U.S. Rep. Hank Johnson, D-Georgia, like many in Congress, is seeing a move toward the dismantling of public education. In place after place, charter schools are popping up all over the country. In Georgia voters will soon be able to vote on the “Opportunity School District” referendum. This controversial legislation in Georgia and others like it may lead to a resegregation of schools across America. Rolling out spoke with Rep. Johnson about this trend.
Turning to Georgia politics, this year voters will decide on the Opportunity School District referendum. This will allow Gov. Nathan Deal and his office to take over failing school districts in Georgia. Many of these schools will be in your congressional district; are you in favor of this legislation?
No, I am not. I see the Opportunity School District as a scheme to take away local control of schools largely in African American communities.This would turn this power over to a governor who would then bring in cronies to manage the school systems, [siphoning] money away from taxpayers and putting it straight into the pockets of business people and for profit marketers who may not have the education of our children as the main objective. The main objective of a business is to make money so it can survive and prosper. The main objective of a school system is to educate the children. Now the fact that some school systems and some schools are not working is a complex issue or set of problems. These issues are not resolved by taking money from a public entity and placing it into the hands of a private for-profit entity. That is not a magic solution or a silver bullet to the issue of failing schools. I believe that with Georgia’s disinvestment in public schools over the last decade it cannot point fingers at school administrators and teachers and blame them as the only reason for the problem.

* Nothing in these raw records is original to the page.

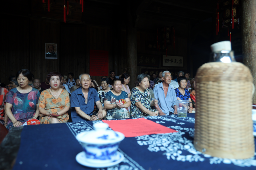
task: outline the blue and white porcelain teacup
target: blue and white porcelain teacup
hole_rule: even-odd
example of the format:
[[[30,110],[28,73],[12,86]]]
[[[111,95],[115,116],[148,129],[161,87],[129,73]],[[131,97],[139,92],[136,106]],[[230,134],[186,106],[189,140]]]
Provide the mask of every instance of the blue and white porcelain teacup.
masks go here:
[[[86,158],[92,163],[106,163],[118,158],[117,149],[124,135],[119,132],[107,130],[107,124],[104,123],[93,125],[95,130],[82,132],[76,139],[82,144]]]

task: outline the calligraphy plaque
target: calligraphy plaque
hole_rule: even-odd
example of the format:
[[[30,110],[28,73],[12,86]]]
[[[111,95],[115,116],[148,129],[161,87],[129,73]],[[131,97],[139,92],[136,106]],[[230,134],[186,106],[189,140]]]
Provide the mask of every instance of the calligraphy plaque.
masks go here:
[[[183,67],[184,60],[183,57],[163,55],[163,66]]]
[[[147,67],[159,67],[159,56],[138,53],[137,65]]]

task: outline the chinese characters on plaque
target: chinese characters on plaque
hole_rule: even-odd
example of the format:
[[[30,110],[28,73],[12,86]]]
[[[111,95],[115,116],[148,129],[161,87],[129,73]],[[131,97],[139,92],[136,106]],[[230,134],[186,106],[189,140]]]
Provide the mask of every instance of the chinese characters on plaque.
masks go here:
[[[159,56],[149,54],[138,53],[137,65],[138,66],[159,67]]]
[[[163,66],[173,66],[183,67],[184,59],[183,57],[163,55]]]

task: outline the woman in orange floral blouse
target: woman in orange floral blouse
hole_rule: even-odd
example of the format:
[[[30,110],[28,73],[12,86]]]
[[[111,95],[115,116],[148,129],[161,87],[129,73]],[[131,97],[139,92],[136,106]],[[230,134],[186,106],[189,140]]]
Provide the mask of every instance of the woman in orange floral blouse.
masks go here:
[[[70,107],[68,92],[60,88],[61,74],[51,72],[47,76],[51,88],[43,91],[38,102],[41,124],[67,122]]]

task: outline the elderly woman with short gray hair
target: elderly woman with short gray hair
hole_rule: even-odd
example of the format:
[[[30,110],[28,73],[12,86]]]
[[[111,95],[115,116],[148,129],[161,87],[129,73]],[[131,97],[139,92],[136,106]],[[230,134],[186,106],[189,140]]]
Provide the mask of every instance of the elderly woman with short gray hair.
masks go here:
[[[158,101],[152,98],[148,89],[150,86],[150,76],[142,74],[138,76],[137,78],[139,85],[132,89],[131,95],[131,117],[140,117],[158,115],[158,111],[151,108],[157,104]]]
[[[178,77],[180,77],[181,76],[184,76],[184,72],[183,72],[182,71],[179,71],[178,72],[177,74],[178,75],[177,76],[177,78],[174,79],[173,81],[175,81],[178,83],[178,82],[177,79],[178,78]]]

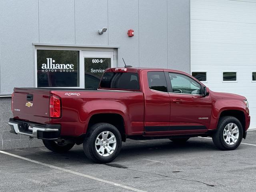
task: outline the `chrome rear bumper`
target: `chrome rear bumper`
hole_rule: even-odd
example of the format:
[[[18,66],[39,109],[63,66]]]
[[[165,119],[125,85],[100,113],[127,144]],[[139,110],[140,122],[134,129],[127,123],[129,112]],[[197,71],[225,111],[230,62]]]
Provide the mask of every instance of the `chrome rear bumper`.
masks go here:
[[[30,127],[29,125],[30,124],[29,122],[15,121],[13,119],[10,119],[8,124],[11,127],[10,132],[12,133],[40,139],[56,140],[60,132],[60,125],[38,125],[37,126],[33,124],[33,127],[30,127],[30,129],[28,130],[24,127],[25,124],[29,125],[27,126]]]

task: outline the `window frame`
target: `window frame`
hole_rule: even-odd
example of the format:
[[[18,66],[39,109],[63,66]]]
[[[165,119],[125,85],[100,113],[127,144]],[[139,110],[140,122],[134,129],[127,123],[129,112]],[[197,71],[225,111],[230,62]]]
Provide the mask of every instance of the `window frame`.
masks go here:
[[[236,70],[234,71],[222,71],[222,83],[237,83],[238,82],[238,72]],[[224,81],[223,80],[223,73],[236,73],[236,79],[235,81]]]
[[[75,46],[63,46],[61,45],[33,45],[34,46],[34,78],[33,80],[34,87],[36,88],[48,88],[54,89],[84,89],[84,76],[81,71],[84,72],[84,62],[83,51],[112,51],[114,52],[113,62],[111,68],[116,67],[117,66],[117,61],[116,58],[117,58],[118,54],[118,48],[104,48],[104,47],[95,47],[90,46],[87,47],[85,46],[84,47]],[[37,85],[37,50],[64,50],[64,51],[78,51],[79,52],[79,86],[77,87],[40,87],[38,88]],[[84,81],[84,82],[83,81]]]
[[[148,74],[149,72],[163,72],[164,73],[164,78],[165,78],[165,82],[166,83],[166,88],[167,88],[167,92],[165,92],[164,91],[158,91],[158,90],[155,90],[154,89],[151,89],[150,86],[149,86],[149,84],[148,84]],[[171,87],[170,87],[169,85],[168,84],[168,81],[167,81],[167,77],[166,76],[166,72],[164,71],[164,70],[150,70],[150,71],[148,71],[147,72],[147,82],[148,82],[148,89],[149,89],[149,90],[151,91],[156,91],[157,92],[159,92],[160,93],[167,93],[168,94],[169,92],[169,91],[170,91],[170,88],[171,89]]]
[[[194,76],[193,76],[192,75],[192,73],[206,73],[206,81],[199,81],[198,79],[196,79],[196,78],[195,77],[194,77]],[[192,76],[193,77],[194,77],[194,78],[196,78],[196,79],[197,79],[197,80],[199,81],[200,81],[200,82],[201,82],[202,83],[208,83],[208,78],[207,78],[207,74],[208,73],[208,71],[206,71],[206,70],[193,70],[193,71],[191,71],[191,73],[190,74],[190,75],[191,75],[191,76]]]
[[[106,72],[106,73],[111,73],[111,72]],[[102,87],[100,86],[100,84],[99,85],[99,88],[100,88],[100,90],[114,90],[114,91],[137,91],[137,92],[141,92],[141,85],[140,84],[140,74],[136,72],[117,72],[120,73],[132,73],[134,74],[137,74],[138,78],[138,85],[139,85],[139,89],[122,89],[119,88],[105,88]]]
[[[174,93],[173,92],[173,90],[172,90],[172,83],[171,82],[171,80],[170,78],[170,76],[169,76],[169,73],[173,73],[173,74],[178,74],[179,75],[184,75],[184,76],[186,76],[187,77],[188,77],[189,78],[190,78],[190,79],[194,80],[194,81],[195,81],[196,82],[197,82],[198,84],[199,84],[199,85],[200,85],[200,90],[201,90],[201,92],[202,93],[203,93],[203,92],[204,91],[204,85],[200,81],[199,81],[197,79],[194,78],[195,79],[196,79],[196,80],[193,79],[193,78],[191,78],[191,77],[190,77],[189,76],[188,76],[188,75],[186,75],[185,74],[183,74],[182,73],[177,73],[176,72],[170,72],[170,71],[166,71],[166,73],[168,75],[168,76],[167,77],[169,79],[169,81],[170,81],[170,90],[172,91],[172,92],[168,92],[168,93],[170,94],[181,94],[181,95],[194,95],[194,96],[203,96],[203,94],[190,94],[189,93]],[[191,76],[192,77],[193,77],[193,76]],[[194,77],[193,77],[194,78]],[[168,86],[168,84],[167,84],[167,86]]]
[[[252,73],[256,73],[256,70],[252,71],[251,72],[251,81],[252,83],[255,83],[256,82],[256,80],[252,80]]]

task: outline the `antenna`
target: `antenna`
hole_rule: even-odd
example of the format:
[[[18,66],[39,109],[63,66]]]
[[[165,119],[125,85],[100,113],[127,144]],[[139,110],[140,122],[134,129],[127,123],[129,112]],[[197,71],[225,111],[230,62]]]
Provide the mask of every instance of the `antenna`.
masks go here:
[[[130,67],[132,67],[132,66],[131,65],[126,65],[126,64],[125,64],[125,62],[124,62],[124,58],[122,58],[123,59],[123,61],[124,62],[124,67],[125,68],[130,68]]]
[[[123,61],[124,62],[124,67],[126,67],[126,64],[125,64],[125,62],[124,62],[124,58],[123,58],[122,57],[122,58],[123,59]]]

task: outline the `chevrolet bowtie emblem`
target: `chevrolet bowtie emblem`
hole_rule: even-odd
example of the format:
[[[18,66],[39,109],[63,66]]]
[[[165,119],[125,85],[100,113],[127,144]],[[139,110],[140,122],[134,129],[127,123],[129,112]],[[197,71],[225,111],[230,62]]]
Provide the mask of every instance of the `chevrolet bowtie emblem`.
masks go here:
[[[30,107],[33,106],[33,104],[30,102],[27,102],[26,103],[26,106],[28,107]]]

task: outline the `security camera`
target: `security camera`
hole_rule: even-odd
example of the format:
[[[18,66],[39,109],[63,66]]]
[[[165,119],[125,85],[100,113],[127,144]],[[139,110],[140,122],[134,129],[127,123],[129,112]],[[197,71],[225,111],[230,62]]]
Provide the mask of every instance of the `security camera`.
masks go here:
[[[99,29],[99,34],[100,35],[102,35],[103,33],[107,31],[107,29],[108,29],[108,28],[105,27],[103,28],[102,29]]]

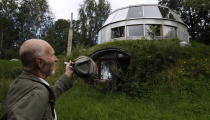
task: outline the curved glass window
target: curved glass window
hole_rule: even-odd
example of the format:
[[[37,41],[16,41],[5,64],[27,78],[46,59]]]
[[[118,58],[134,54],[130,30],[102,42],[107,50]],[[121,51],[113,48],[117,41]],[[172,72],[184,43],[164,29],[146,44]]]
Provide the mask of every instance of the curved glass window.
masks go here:
[[[143,25],[127,26],[128,36],[144,36]]]
[[[146,36],[155,37],[163,36],[162,25],[145,25]]]
[[[168,8],[161,7],[161,6],[158,6],[158,8],[160,9],[160,12],[161,12],[163,18],[169,18],[169,19],[176,20]]]
[[[173,26],[163,26],[163,36],[165,38],[176,38],[176,28]]]
[[[162,15],[157,6],[144,6],[144,17],[162,18]]]
[[[116,12],[115,16],[113,17],[112,22],[116,22],[116,21],[120,21],[120,20],[125,20],[126,19],[126,16],[127,16],[127,12],[128,12],[128,8],[118,10]]]
[[[142,6],[129,8],[127,18],[139,18],[139,17],[143,17]]]
[[[106,22],[104,23],[104,25],[107,25],[109,23],[112,22],[114,16],[115,16],[116,12],[112,13],[107,19],[106,19]]]

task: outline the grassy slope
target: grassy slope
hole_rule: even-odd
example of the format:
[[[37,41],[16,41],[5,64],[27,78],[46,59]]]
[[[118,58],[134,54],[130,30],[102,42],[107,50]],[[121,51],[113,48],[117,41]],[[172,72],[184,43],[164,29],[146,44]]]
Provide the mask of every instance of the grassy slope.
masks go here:
[[[84,84],[83,82],[75,82],[75,86],[62,95],[56,102],[58,119],[209,120],[210,79],[208,75],[210,72],[210,55],[208,56],[208,54],[210,53],[210,49],[208,46],[197,45],[196,43],[195,45],[192,45],[192,47],[180,48],[176,46],[171,47],[171,43],[160,45],[161,42],[157,42],[155,44],[159,44],[158,46],[161,48],[164,48],[164,46],[169,46],[169,48],[160,49],[159,47],[152,46],[152,48],[155,48],[153,50],[151,49],[151,44],[144,42],[137,41],[136,43],[132,43],[129,41],[117,41],[98,45],[88,50],[81,48],[75,50],[75,52],[73,52],[73,54],[70,56],[71,59],[79,55],[88,55],[100,48],[121,46],[122,48],[129,50],[131,55],[135,56],[135,59],[131,61],[130,68],[128,68],[131,71],[133,70],[133,66],[142,67],[141,62],[138,62],[138,60],[144,60],[145,57],[148,58],[145,59],[146,61],[150,60],[152,63],[159,62],[151,59],[156,59],[156,54],[151,54],[156,53],[154,51],[159,51],[161,55],[167,57],[164,58],[165,63],[163,64],[164,68],[161,68],[163,69],[162,71],[154,71],[155,76],[151,76],[152,79],[150,77],[144,78],[148,82],[140,84],[137,82],[138,79],[135,81],[135,77],[127,79],[130,83],[132,83],[129,85],[132,86],[133,83],[135,83],[137,86],[140,85],[141,87],[148,88],[147,90],[139,89],[137,86],[135,86],[132,88],[128,87],[126,89],[122,89],[121,92],[102,91],[101,89],[98,90],[91,88],[89,85]],[[174,43],[172,43],[172,45],[173,44]],[[146,50],[147,54],[135,52],[139,49]],[[151,49],[151,51],[148,51],[149,49]],[[183,50],[185,51],[184,53],[180,52]],[[175,52],[179,53],[180,56]],[[174,54],[168,55],[167,53]],[[143,57],[137,58],[136,56],[138,55]],[[174,57],[178,58],[176,59]],[[170,61],[171,58],[175,59],[175,62]],[[59,61],[57,73],[54,77],[49,77],[49,82],[53,83],[60,76],[64,68],[63,61],[65,61],[65,58],[62,58]],[[4,64],[4,62],[0,63],[1,65]],[[134,63],[138,63],[138,65]],[[150,67],[145,69],[150,69]],[[157,68],[157,70],[158,69],[159,68]],[[140,69],[137,68],[135,70],[137,72],[133,72],[134,74],[138,73],[138,70]],[[4,71],[4,69],[2,71]],[[145,74],[150,75],[147,71]],[[132,74],[129,73],[128,75]],[[139,76],[137,75],[136,77],[138,78]],[[2,105],[4,106],[6,91],[12,79],[14,78],[0,79],[0,114],[3,110]],[[78,78],[74,77],[74,79],[75,81],[78,81]],[[7,81],[7,84],[3,84],[5,81]],[[132,93],[128,92],[130,89],[133,89]],[[137,92],[135,92],[135,90],[137,90]],[[141,91],[141,94],[145,94],[140,98],[137,96],[139,90],[143,91]],[[132,97],[127,95],[127,93],[132,95]]]

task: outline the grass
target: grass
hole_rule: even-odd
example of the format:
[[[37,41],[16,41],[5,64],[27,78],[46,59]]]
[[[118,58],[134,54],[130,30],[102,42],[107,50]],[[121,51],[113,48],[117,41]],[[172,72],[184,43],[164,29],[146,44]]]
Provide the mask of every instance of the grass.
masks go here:
[[[56,102],[61,120],[209,120],[210,98],[186,91],[153,91],[150,98],[99,92],[76,85]]]
[[[94,88],[74,76],[74,87],[56,101],[59,120],[210,120],[210,48],[198,43],[180,47],[177,41],[115,41],[78,47],[68,58],[60,57],[56,74],[47,81],[53,85],[67,59],[110,46],[127,49],[135,58],[125,87]],[[9,85],[20,72],[20,62],[0,60],[0,115]],[[139,82],[144,74],[145,81]]]

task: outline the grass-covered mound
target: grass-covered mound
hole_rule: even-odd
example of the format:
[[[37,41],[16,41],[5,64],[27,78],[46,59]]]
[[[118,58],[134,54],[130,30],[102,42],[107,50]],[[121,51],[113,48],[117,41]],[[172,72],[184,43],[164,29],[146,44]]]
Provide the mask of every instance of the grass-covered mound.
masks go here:
[[[126,49],[131,55],[127,72],[116,86],[129,95],[152,96],[154,90],[170,89],[193,92],[202,83],[205,84],[200,86],[202,90],[209,88],[208,81],[199,79],[210,76],[210,47],[199,43],[183,47],[177,40],[115,41],[87,50],[78,48],[70,59],[108,47]]]
[[[74,76],[75,86],[56,102],[58,119],[210,119],[210,47],[198,43],[181,47],[176,40],[115,41],[90,49],[79,46],[68,58],[60,57],[56,74],[48,82],[53,83],[63,73],[64,61],[107,47],[124,48],[131,55],[116,91],[103,92]],[[2,87],[4,80],[10,83],[13,78],[1,80],[0,114],[3,94],[9,87],[9,84]]]

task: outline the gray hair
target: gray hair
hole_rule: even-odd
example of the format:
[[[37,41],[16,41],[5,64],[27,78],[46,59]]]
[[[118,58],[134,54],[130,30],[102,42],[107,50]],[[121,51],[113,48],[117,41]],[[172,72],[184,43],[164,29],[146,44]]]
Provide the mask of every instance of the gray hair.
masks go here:
[[[37,57],[41,57],[42,59],[46,60],[45,51],[46,47],[42,43],[24,42],[19,51],[23,67],[27,69],[34,69],[36,67],[35,60]]]

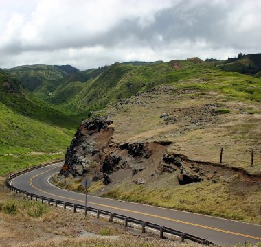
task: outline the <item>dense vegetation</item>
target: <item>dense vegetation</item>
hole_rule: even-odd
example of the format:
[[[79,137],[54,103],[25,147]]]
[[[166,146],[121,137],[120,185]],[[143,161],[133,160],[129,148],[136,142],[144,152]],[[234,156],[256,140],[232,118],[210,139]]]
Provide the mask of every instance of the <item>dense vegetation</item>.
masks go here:
[[[31,165],[29,160],[60,157],[57,153],[65,152],[89,110],[103,109],[161,84],[198,89],[202,93],[214,91],[231,100],[260,102],[260,56],[249,54],[212,62],[198,58],[130,62],[84,71],[70,66],[47,65],[0,71],[1,163],[20,168],[16,154],[24,156],[22,166]],[[242,72],[245,67],[247,71],[254,68],[255,76],[229,72]]]
[[[0,176],[62,157],[79,122],[0,71]]]

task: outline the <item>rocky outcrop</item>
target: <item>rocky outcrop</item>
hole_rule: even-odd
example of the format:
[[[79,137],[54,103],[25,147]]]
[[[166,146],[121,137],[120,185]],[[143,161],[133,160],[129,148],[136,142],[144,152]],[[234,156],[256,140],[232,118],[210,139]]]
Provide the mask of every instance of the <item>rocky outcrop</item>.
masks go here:
[[[103,180],[104,185],[113,182],[111,174],[120,169],[130,170],[130,176],[157,165],[169,141],[155,143],[113,142],[113,121],[106,117],[88,119],[82,123],[67,148],[65,164],[78,176],[87,176],[93,181]],[[153,165],[152,165],[153,164]],[[151,173],[150,173],[151,174]]]
[[[166,115],[164,113],[162,118]],[[104,117],[82,123],[67,149],[63,174],[71,174],[76,179],[88,176],[94,182],[102,180],[106,185],[128,179],[135,185],[146,186],[150,180],[164,179],[170,173],[179,185],[227,181],[235,174],[240,180],[253,180],[254,183],[260,179],[241,168],[193,161],[181,154],[168,152],[170,141],[115,143],[114,128],[110,126],[112,123]],[[65,167],[67,167],[66,171]]]

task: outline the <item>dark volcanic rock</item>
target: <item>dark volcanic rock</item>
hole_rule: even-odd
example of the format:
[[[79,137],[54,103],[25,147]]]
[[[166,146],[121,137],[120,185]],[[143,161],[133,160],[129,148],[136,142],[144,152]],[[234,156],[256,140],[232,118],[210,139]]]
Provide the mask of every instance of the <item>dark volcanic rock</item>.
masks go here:
[[[87,120],[84,122],[84,128],[88,130],[96,130],[100,131],[102,129],[106,129],[108,126],[113,124],[113,121],[104,117],[96,117],[93,120]]]
[[[182,166],[182,156],[179,154],[164,154],[163,160],[167,164],[173,163],[177,167]]]
[[[104,148],[106,145],[109,144],[110,139],[104,140],[104,144],[100,145],[99,148],[97,148],[95,140],[89,137],[94,133],[106,131],[108,126],[112,123],[111,120],[102,117],[84,121],[77,129],[76,134],[67,150],[65,163],[68,165],[69,167],[73,165],[84,165],[84,163],[89,163],[89,154],[95,156],[96,154],[100,154],[102,150],[100,146]],[[83,170],[85,171],[86,169],[83,168]]]
[[[109,174],[120,169],[121,167],[119,165],[119,161],[122,158],[120,156],[109,155],[105,158],[103,162],[102,171]]]
[[[109,177],[107,174],[104,174],[104,180],[103,180],[104,185],[108,185],[112,182],[111,178]]]
[[[144,143],[124,143],[118,146],[121,150],[128,150],[128,154],[133,157],[150,156],[150,151],[146,151]]]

Are we seeing a resegregation in American education with charter vs. public schools? A separate and unequal education based on economics?
I think that the charter school scheme is more susceptible to re-segregation than just normal housing patterns and economic factors. Because of the fact that they don’t have to educate all of the children, they can be selective about their numbers and who they allow into the charter school. They also can get rid of a student for little reason at all because they are not under the local school board authority. So they are not directly accountable to the people who are the ones footing the tax bill, because schools are largely funded through local property taxes. When you have a school system funded by local property taxes and the tax base may be too low to generate the revenues that would create a better school system, then you must also include the state which also gives money to school systems cutting back on the money it spends. Many African American communities do not have the income to put back into their school systems like higher income White communities to supplement the funding coming into their school systems. It’s hard to compete. Yet when you take away our ability to run our own schools, then we’ve lost everything at that point. So with this Opportunity School District scheme, whose opportunity is it? It’s not an opportunity of the taxpayers who live in the communities that the schools are being taken away from.